Because I am not able to do this living and loving thing on my own-- only with the help of God can the voices of these others be released from me so that I am free to focus on the thing I am here, doing: loving my husband, loving my children--- a family which is so holy and pure, a family which my baggage has often overwhelmed and which has somehow, some way, loved me anyways because they know that Giving has another name, too: and that name is Freedom.

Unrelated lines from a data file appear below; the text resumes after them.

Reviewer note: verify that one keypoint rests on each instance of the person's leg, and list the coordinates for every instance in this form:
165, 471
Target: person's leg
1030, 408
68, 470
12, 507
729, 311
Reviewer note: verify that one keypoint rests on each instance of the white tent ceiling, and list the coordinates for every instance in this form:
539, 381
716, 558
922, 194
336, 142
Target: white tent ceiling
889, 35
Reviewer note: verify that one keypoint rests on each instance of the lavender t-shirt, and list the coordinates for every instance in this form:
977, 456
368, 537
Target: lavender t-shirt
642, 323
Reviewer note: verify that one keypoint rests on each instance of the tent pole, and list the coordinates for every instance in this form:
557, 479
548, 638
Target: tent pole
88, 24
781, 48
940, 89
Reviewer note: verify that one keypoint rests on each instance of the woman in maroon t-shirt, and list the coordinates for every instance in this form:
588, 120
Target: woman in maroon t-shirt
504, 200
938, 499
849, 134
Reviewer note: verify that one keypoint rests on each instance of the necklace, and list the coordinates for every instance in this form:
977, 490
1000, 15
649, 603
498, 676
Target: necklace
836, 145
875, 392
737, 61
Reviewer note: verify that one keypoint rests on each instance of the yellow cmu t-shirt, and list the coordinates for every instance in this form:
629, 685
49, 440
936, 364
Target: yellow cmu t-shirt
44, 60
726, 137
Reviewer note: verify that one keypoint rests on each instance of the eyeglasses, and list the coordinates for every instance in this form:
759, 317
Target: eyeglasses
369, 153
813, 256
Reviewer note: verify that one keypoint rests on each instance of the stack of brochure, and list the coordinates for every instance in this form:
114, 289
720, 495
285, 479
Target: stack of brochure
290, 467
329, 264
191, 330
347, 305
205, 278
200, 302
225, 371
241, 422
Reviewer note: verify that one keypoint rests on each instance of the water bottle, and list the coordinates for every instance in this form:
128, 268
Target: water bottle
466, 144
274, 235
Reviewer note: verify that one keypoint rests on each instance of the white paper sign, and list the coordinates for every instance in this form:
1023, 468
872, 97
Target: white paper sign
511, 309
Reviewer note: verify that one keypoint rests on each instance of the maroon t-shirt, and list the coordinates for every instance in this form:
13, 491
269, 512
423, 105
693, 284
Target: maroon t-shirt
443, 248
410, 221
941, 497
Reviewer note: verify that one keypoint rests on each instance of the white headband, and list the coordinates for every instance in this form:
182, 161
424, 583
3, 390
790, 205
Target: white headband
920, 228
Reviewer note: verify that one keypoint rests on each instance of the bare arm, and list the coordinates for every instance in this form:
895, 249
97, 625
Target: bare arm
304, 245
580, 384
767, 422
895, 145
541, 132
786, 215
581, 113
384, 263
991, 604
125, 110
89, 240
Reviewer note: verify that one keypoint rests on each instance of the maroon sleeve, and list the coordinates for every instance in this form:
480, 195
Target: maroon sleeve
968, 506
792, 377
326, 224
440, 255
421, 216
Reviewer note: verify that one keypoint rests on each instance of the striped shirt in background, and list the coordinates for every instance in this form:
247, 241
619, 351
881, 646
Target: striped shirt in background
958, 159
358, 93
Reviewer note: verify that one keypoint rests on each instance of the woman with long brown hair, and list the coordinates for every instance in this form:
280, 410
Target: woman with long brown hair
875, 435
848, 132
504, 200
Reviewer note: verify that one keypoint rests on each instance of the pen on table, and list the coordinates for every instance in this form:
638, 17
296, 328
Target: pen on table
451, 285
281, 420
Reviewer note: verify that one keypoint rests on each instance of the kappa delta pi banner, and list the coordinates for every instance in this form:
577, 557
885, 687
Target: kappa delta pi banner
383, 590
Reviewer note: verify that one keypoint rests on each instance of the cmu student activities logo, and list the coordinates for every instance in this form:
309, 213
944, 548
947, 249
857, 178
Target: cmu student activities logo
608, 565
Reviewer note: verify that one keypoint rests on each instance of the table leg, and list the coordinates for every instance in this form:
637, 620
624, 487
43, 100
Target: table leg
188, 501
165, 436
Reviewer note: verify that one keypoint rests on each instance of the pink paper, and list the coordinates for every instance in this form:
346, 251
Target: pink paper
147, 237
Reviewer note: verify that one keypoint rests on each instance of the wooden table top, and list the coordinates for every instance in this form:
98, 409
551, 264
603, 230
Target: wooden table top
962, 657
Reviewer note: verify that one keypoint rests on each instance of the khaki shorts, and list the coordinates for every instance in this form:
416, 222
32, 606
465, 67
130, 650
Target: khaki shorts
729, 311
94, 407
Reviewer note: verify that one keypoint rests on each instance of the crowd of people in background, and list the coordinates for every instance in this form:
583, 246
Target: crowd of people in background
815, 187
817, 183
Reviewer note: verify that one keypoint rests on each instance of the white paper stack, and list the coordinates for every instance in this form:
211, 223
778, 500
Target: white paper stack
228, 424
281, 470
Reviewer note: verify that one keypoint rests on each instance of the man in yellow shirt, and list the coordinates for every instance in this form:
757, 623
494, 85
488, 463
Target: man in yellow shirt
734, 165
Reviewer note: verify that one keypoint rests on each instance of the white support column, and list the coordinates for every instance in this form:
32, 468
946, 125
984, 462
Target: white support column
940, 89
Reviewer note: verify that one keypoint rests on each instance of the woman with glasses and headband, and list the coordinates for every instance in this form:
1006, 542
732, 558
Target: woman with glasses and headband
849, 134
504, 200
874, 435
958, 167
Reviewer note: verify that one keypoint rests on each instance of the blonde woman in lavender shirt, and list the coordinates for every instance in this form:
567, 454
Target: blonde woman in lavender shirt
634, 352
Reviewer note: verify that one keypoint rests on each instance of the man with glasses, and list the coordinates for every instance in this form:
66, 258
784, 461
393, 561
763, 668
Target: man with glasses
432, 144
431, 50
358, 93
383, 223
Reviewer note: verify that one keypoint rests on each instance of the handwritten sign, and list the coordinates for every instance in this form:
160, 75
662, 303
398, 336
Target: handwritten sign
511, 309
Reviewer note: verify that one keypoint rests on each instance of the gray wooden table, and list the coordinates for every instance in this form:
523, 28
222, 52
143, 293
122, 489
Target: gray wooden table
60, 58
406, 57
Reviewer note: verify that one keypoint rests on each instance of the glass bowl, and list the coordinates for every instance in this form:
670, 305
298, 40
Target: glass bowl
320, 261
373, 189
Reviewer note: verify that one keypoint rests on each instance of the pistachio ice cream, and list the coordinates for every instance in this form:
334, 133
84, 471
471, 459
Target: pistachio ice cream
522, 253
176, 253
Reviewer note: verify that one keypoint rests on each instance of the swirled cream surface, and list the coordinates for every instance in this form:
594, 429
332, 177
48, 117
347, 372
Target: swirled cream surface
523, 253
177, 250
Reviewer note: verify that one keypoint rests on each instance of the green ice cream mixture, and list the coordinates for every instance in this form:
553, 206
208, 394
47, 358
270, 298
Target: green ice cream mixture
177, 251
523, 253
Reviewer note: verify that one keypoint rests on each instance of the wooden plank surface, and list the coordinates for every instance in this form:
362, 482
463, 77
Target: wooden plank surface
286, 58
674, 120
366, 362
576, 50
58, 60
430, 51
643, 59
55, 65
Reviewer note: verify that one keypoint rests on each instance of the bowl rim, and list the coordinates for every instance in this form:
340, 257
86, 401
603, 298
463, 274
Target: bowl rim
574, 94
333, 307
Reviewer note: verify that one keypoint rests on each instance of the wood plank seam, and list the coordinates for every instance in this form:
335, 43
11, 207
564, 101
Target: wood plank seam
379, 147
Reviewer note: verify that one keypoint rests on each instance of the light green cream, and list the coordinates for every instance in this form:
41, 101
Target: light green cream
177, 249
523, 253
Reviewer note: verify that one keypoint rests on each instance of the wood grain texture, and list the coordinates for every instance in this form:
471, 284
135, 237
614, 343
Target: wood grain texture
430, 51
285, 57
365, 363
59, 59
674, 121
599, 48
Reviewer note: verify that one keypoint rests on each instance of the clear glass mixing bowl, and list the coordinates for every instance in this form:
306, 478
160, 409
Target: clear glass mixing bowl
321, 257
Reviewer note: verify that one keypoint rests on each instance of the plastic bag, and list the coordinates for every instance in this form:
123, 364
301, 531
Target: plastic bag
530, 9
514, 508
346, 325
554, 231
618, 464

And so my "others" haunt me, but they also free me. And so by having loved them, I am able to REALLY love another. And so by having loved them, I am able to acknowledge what real love is and what it isn't. When my marriage has been hard, I have often asked myself if I would be happier with an "other." What would our lives be like? Would we argue and struggle as much as this? Although I cannot say, I do know that every human relationship will have moments of glory and moments of pure hell. I do know that entering, and remaining, in a human relationship has a cost-- none more great than Marriage. I do know that that cost becomes more easy to bear when one has not tasted of the wonders that these others have to offer. I do know that everything we do--- each passing, loaded glance, each word we speak, each piece of our heart we choose to share or choose to keep to ourselves must be purified by the Word of God so that it might bear good fruit... because in the words of Khalil Gibran, through love:
Like sheaves of corn he gathers you unto himself.
He threshes you to make you naked.
He sifts you to free you from your husks.
He grinds you to whiteness.
He kneads you until you are pliant;
And then he assigns you to his sacred fire,
that you may become sacred bread for God's sacred feast.